Equality law ‘threat to religious liberty'

The Equality Bill, which includes provisions that will make it impossible for many churches and other faith bodies to be confident of their freedom to appoint people living the faith as priests, pastors and church ministers, begins its Committee Stage in the House of Lords today.

Legal experts have confirmed that, under the proposed law, churches would no longer be able to insist that employees, including priests, pastors and church leaders, live according the churches teaching about marriage and sexual conduct. It also seems certain that the Catholic Church will not be able to insist that successful priestly candidates are male and celibate.

The threat to religious liberty in the UK posed by the Equality Bill is highlighted by a new report out today from public policy charity CAREA Little Bit Against Discrimination? comes with a supporting foreword from the former Lord Chancellor, Lord Mackay of Clashfern.

The report explains that the offending part of the Bill - Schedule 9 - states that churches can only be free to insist that successful candidates must live the faith with respect to sexual ethics in relation to roles that are ‘wholly or mainly’ concerned with liturgy or ritual or promoting or explaining doctrine. Given that whilst Sundays might be concerned with liturgy, ritual and doctrine, the rest of the week is dominated by pastoral and other responsibilities, it is not clear how many churches will be able to continue with employed pastors if the Bill becomes law.

The plight of the Christian Voluntary Sector - certainly within the Evangelical and Catholic traditions - is also a major cause for concern, says CARE.  Given that no post within a Christian Voluntary Sector project, not even that of the CEO, would be concerned wholly or mainly with liturgy or ritual or promoting or explaining doctrine, certain Christian traditions could not be confident of their ability to insist that any member of staff lived the faith and in this context it becomes very unclear how such projects could continue.

The Bill also consolidates the controversial sexual orientation goods and service legislation which has resulted in the closing of Catholic adoption agencies. In so doing it presents Parliament with its first opportunity to amend this controversial law.
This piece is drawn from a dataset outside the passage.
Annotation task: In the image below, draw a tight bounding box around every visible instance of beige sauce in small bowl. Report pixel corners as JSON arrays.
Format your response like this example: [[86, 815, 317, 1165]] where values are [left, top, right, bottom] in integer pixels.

At Report Stage in the Commons last month, Ann Widdecombe MP tabled an amendment so that Catholic agencies could continue. Co-signed by a large number of MPs from across the parties, this was clearly an issue that the democratically elected house wanted to consider. In the event, however, there was not sufficient time and Miss Widdecombe was silenced. The Lords now have the opportunity to engage properly with this issue.